И так оно все случилось к месту и ко времени, что, когда поэт кончил читать, и зал, и президиум долго благодарили его, не жалея ладоней…
В фойе клуба был выставлен стенд с фотографиями Рубцова, сделанный приехавшими в Николу ленинградцами. Некоторые из них я увидел впервые, стал вглядываться — и маленькая тревога запала в душу. Почему в стихотворенье, ему посвященном, я написал о "тяжелом взгляде", об "угрюмстве", о "прищуре"? Да нет же! Вот он молодой, с друзьями в матросских робах, разламывает пополам гармошку, смеется; вот сидит с маленькой дочкой — и лицо светится; вот склонил голову, усталый, но все равно улыбается, хотя и грустно. У него высокий лоб, живой доверчивый взгляд… Нет в молодом Рубцове никакого угрюмства! Конечно же, от природы он был добрым, веселым и светлым человеком, с душой, распахнутой для жизни, любви и дружбы. И как бы судьба ни выколачивала из него эти свойства, он не сдавался ей.

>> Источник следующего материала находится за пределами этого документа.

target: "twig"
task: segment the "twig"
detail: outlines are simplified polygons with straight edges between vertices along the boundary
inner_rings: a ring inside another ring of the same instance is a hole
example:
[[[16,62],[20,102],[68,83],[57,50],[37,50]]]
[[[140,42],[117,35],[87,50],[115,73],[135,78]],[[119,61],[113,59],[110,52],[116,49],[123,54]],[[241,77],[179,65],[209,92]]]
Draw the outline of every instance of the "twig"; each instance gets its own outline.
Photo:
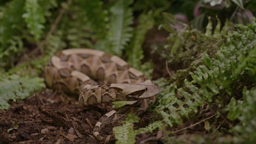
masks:
[[[171,73],[169,70],[169,68],[168,67],[168,62],[167,61],[165,61],[165,67],[166,67],[166,70],[167,71],[168,74],[170,77],[172,77],[172,75],[171,74]]]
[[[34,94],[36,95],[36,98],[37,98],[38,106],[41,106],[42,103],[40,101],[40,99],[39,99],[39,98],[38,97],[38,95],[37,95],[37,92],[34,92]]]
[[[200,121],[199,122],[196,123],[195,123],[195,124],[193,124],[193,125],[190,125],[190,126],[189,126],[188,127],[186,127],[186,128],[183,128],[183,129],[181,129],[177,130],[174,131],[172,131],[172,133],[177,133],[177,132],[179,131],[182,131],[182,130],[183,130],[187,129],[188,128],[192,128],[194,126],[196,125],[201,123],[201,122],[203,122],[204,121],[206,121],[206,120],[207,120],[208,119],[210,119],[211,118],[212,118],[212,117],[214,117],[214,116],[215,116],[216,115],[217,115],[217,114],[213,115],[211,116],[211,117],[208,117],[208,118],[206,118],[206,119],[205,119],[203,120],[202,120],[202,121]]]
[[[71,4],[71,2],[72,2],[72,0],[67,1],[67,4],[68,7]],[[47,33],[44,39],[41,41],[41,42],[38,44],[38,46],[36,49],[34,49],[34,50],[28,53],[25,55],[24,56],[22,56],[21,58],[20,59],[20,60],[19,61],[19,62],[18,63],[18,65],[21,64],[24,61],[25,61],[26,60],[29,60],[28,58],[29,58],[31,56],[37,55],[39,52],[41,52],[41,53],[43,52],[44,45],[47,43],[48,39],[49,37],[50,37],[50,35],[52,35],[53,33],[55,31],[57,26],[60,22],[60,20],[61,20],[61,18],[62,18],[63,15],[66,12],[66,9],[63,8],[60,10],[60,12],[59,13],[58,16],[56,17],[56,18],[54,20],[54,22],[51,25],[50,31]]]
[[[91,124],[91,122],[90,122],[89,120],[88,119],[88,118],[85,118],[85,121],[86,121],[87,123],[89,124],[89,125],[90,125],[90,127],[92,128],[92,129],[94,129],[94,127],[92,126],[92,125]]]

Разве что в Москве взгляд его тяжелел и свет в глазах прятался куда-то в самую их глубь. Но если бы я в те времена приехал в Николу, то, конечно, запомнил бы его иным…
Уже смеркалось, когда мы выехали на автобусе обратно к теплоходу и по пути отвернули в сторону, чтобы поглядеть на старую дорогу, по которой Коля Рубцов, возвращаясь из странствий, ходил пешком от Усть-Толшмы до Николы. Тридцать километров лесом, лугами, распадками, мимо заброшенных починков. Есть время подумать о многом. Сколько раз, пока дойдешь, присядешь то у заброшенного овина, то на лесной опушке, то возле древнего погоста. Я представляю его себе летним днем, усталого, с чемоданчиком, где немудреное бельишко, да сборник Тютчева, да ворох черновиков. Он идет, а вокруг "зной звенит во все звонки", цветут белые ромашки, и куда ни глянь, все волнует душу — и "филин властелин", и верховые, как три богатыря, проскакавшие где-то у горизонта, и тишина… Старая дорога…
Бывало, что редкий грузовик догонит студента, шофер высунется из кабины и спросит: далеко идешь?
Он садится в машину и едет дальше, радуясь, что отдыхает усталое тело, и в то же время смутно понимая, что теряет нечто, не успевая вглядеться в небо, надышаться ветром, распахнуть душу воле, синеве, зеленому простору. А потому, не доезжая несколько километров до родного села, просит удивленного шофера притормозить и выходит из кабины.
Вот о чем мы разговариваем с Вадимом Кожиновым и Василием Беловым, когда стоим в сумерках на старой, уже позаросшей муравой дороге, пересыпанной строчками поэта, столько раз проходившего ее туда и обратно.